Wish Popularity Rank Votes Engineering Score Product and Design Score Community Impact Score Prioritization Score
Autosave edited or new unpublished article 29 69 1.0 0.3 2 2.66
Get WhatLinksHere's lists in alphabetical order 22 74 1.3 0.3 2 2.63
Enable negation for tag filters 26 71 2.0 0.3 2 2.47
Fix search and replace in the Page namespace editor 11 93 2.3 0.7 2 2.47
Improve SVG rendering 5 108 4.0 0.8 3 2.44
Notifications for user page edits 2 123 1.3 1.7 1 2.38
Check if a page exists without populating WhatLinksHere 14 89 2.7 0.7 2 2.38
Tool that reviews new uploads for potential copyright violations 4 109 4.3 2.7 4 2.21
IPA audio renderer 9 97 3.0 2.7 3 2.15
floating table headers 24 73 1.0 2.7 2 2.14
Mass-delete to offer drop-down of standard reasons, or templated reasons. 25 72 1.0 2.7 2 2.14
Formatting columns in table 19 77 4.0 0.3 2 2.11
Select preview image 8 100 3.0 2.0 2 2.07
Add DeepL as a machine translation option in ContentTranslation 20 75 3.3 0.0 1 2.06
Change default number of search results displayed 12 92 2.0 1.7 1 2.05
Better diff handling of paragraph splits 1 157 3.3 2.3 1 2.04
Table sorting on mobile 17 83 2.3 1.7 1 1.92
Enhanced Move Logs 10 96 2.7 2.3 1 1.79
Gadget: Who is active 26 71 1.3 4.0 2 1.76
Show recent block history for IPs and ranges 3 120 4.0 3.7 2 1.61
Reminders or edit notifications after block expiration 20 75 3.3 3.2 2 1.57
Autosuggest linking Wikidata item after creating an article 12 92 3.3 3.8 2 1.53
Full page editing 30 67 2.0 3.7 1 1.42
Allow filtering of WhatLinksHere to remove links from templates 6 106 5.0 3.3 2 1.40
Automatic duplicate citation finder 6 106 3.0 4.2 1 1.36
VisualEditor should use human-like names for references 22 74 3.3 4.0 1 1.12

In addition, if you are interested in viewing a more granular version of the sub-components that make the prioritization scores, we've made the individual sub-components public:

These are proposals which we found will be worked on by other teams at the WMF or third-party open source when we went through the process of estimating their complexities:

Tasks for other Product teams
Wish Popularity Rank
Deal with Google Chrome User-Agent deprecation 15
Show editnotices on mobile 15
Categories in mobile app 18
Mass uploader 28

Helpful Terminology

Unmoderated user research

Using a tool like UserTesting.com to run “mocks” of our proposed design changes and see if we are designing the right wish solution-- it’s called “unmoderated” because we let users click around and see our designs makes sense without having to explain it to them

Quantitative data collection

The process of collecting data to understand how users are interacting with the current UI to understand the wish’s pain points -- be it data regarding clicks, visits, downloads, sessions etc.
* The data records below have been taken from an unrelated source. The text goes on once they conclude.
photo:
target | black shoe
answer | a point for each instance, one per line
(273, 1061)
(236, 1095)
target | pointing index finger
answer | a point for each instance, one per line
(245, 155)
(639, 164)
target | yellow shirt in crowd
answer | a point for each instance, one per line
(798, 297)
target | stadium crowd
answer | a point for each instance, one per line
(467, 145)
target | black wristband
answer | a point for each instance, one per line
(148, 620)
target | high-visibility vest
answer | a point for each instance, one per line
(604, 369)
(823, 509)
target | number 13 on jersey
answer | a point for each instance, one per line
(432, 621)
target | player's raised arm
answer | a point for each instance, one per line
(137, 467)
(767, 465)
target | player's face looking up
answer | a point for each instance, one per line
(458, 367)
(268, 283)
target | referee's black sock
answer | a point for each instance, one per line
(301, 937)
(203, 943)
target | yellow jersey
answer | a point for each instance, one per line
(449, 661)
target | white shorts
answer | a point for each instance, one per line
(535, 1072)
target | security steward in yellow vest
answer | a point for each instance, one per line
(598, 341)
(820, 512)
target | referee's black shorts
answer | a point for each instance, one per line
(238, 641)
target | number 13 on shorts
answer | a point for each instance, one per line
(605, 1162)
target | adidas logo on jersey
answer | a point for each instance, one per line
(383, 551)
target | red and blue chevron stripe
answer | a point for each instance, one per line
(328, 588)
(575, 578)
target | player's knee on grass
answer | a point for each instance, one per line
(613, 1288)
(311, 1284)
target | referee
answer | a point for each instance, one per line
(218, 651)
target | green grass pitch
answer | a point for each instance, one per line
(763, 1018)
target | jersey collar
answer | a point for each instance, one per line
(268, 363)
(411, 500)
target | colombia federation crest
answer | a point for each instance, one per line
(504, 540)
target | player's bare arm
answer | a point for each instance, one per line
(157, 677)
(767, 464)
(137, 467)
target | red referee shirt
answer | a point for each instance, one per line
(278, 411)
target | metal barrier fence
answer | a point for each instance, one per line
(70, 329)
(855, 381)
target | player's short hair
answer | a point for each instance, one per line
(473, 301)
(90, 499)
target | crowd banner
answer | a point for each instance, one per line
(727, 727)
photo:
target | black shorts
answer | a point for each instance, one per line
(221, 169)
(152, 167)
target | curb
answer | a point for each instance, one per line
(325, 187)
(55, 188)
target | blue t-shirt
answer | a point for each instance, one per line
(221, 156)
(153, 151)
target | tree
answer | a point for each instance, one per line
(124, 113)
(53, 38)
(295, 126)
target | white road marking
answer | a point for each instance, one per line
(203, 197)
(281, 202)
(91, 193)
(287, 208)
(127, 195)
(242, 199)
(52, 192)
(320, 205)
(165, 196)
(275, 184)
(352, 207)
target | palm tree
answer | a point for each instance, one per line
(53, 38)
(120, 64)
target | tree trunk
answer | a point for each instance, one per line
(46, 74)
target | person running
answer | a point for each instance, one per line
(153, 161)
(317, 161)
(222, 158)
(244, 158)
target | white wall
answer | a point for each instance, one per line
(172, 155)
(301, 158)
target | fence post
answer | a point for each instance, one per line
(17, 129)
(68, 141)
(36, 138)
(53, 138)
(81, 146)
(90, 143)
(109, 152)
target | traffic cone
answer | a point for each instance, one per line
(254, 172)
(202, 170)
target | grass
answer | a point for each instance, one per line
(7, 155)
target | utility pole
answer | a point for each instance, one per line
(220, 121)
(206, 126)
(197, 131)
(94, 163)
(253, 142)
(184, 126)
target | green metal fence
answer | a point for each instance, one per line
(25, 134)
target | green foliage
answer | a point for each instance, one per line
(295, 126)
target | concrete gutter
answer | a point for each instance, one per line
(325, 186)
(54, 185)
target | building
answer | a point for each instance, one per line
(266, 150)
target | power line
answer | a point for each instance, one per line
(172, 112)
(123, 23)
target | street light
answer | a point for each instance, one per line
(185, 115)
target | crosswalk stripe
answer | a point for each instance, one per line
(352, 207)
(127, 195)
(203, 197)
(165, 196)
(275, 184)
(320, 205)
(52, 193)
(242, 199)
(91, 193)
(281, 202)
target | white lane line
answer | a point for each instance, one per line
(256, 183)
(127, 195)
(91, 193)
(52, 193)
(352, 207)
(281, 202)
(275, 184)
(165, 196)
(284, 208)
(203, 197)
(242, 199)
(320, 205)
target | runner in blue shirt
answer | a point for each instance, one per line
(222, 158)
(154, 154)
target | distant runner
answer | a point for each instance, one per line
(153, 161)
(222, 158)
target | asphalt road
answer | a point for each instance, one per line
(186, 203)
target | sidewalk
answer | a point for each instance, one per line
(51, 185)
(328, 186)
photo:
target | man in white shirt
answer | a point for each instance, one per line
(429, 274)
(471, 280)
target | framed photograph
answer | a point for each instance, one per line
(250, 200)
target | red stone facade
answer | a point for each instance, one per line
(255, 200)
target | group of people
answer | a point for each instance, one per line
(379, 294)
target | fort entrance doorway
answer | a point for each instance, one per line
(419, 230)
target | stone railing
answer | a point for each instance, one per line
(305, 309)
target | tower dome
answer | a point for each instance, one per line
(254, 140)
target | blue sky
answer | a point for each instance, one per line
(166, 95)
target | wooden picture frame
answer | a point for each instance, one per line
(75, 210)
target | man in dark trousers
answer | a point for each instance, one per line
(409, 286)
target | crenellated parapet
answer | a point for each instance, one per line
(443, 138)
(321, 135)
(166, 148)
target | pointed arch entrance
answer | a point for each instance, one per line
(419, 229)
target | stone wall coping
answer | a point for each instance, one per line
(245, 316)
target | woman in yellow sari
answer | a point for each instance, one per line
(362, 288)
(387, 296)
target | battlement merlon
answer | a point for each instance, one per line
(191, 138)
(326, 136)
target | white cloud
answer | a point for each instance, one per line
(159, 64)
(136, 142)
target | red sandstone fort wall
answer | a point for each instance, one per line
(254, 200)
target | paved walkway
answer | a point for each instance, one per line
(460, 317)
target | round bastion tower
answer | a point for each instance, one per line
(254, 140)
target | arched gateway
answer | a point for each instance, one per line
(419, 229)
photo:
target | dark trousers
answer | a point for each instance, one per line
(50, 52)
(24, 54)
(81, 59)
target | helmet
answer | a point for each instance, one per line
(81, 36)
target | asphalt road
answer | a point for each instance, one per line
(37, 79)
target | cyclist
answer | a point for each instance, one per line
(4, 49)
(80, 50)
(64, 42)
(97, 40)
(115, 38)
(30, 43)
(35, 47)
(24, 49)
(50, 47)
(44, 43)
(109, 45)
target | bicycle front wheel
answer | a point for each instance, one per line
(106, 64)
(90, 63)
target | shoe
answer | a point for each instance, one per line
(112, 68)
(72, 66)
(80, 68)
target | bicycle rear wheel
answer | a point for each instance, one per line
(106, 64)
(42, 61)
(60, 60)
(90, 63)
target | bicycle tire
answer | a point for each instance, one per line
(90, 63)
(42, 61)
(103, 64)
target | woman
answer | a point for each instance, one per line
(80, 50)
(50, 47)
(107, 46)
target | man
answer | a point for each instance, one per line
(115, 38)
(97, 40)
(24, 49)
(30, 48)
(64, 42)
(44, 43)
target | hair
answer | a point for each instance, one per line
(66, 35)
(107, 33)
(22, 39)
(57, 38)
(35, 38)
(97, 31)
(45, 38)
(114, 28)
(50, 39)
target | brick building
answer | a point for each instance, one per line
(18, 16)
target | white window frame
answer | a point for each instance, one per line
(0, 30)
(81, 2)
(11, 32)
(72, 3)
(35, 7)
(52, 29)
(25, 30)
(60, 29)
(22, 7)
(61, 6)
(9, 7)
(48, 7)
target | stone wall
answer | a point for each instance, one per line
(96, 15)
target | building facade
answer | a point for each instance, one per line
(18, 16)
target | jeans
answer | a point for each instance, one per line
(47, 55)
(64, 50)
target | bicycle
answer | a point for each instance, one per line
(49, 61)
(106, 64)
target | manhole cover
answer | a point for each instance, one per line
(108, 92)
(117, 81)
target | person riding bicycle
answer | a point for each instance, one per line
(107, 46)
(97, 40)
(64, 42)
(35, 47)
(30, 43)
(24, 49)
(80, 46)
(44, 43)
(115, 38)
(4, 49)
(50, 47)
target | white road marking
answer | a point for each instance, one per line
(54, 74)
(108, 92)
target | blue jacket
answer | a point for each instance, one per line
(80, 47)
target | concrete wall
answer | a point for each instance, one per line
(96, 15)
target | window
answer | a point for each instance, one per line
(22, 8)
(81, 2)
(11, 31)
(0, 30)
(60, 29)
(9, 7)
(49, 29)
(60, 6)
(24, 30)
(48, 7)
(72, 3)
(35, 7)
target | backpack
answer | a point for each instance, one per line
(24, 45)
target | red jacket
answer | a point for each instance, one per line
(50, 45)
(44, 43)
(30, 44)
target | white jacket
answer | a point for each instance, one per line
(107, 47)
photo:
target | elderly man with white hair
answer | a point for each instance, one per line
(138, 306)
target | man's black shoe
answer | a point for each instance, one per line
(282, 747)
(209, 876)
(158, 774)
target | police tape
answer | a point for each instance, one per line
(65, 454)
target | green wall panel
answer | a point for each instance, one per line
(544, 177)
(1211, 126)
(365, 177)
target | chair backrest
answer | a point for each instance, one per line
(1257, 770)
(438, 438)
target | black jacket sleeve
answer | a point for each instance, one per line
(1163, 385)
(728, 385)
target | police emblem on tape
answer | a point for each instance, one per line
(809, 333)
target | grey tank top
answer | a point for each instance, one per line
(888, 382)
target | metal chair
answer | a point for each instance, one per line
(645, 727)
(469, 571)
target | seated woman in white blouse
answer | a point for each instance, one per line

Data is often limited when we first tackle a wish due to lack of tracking it prior to wish, or nonexistent data due to privacy reasons

Qualitative data collection

Understanding the wish’s problem space by talking directly to users, be it interviews or via a survey at the beginning of the wish to understand the pain points and clarify how to tackle a solution

“Sourcing” users

The process of finding users who have the knowledge required to participate in our user tests and give us the information we need to understand if our design and product decisions are headed in the right direction. Some wishes are for advanced users, which are hard to source and not available in tools like UserTesting.com

Code refactoring

The process of making the existing code more maintainable so that other people may contribute to the code, as well as removing technical debt and bugs.

Database schema changes

The alteration to a collection of logical structures of all or part of a relational database. When a change to an existing database is needed, it must be designed and then approved by a team external to CommTech. This usually takes more time and adds structural complexity to the project.

Third party code

Code written outside of the Community Tech team, examples include APIs or libraries.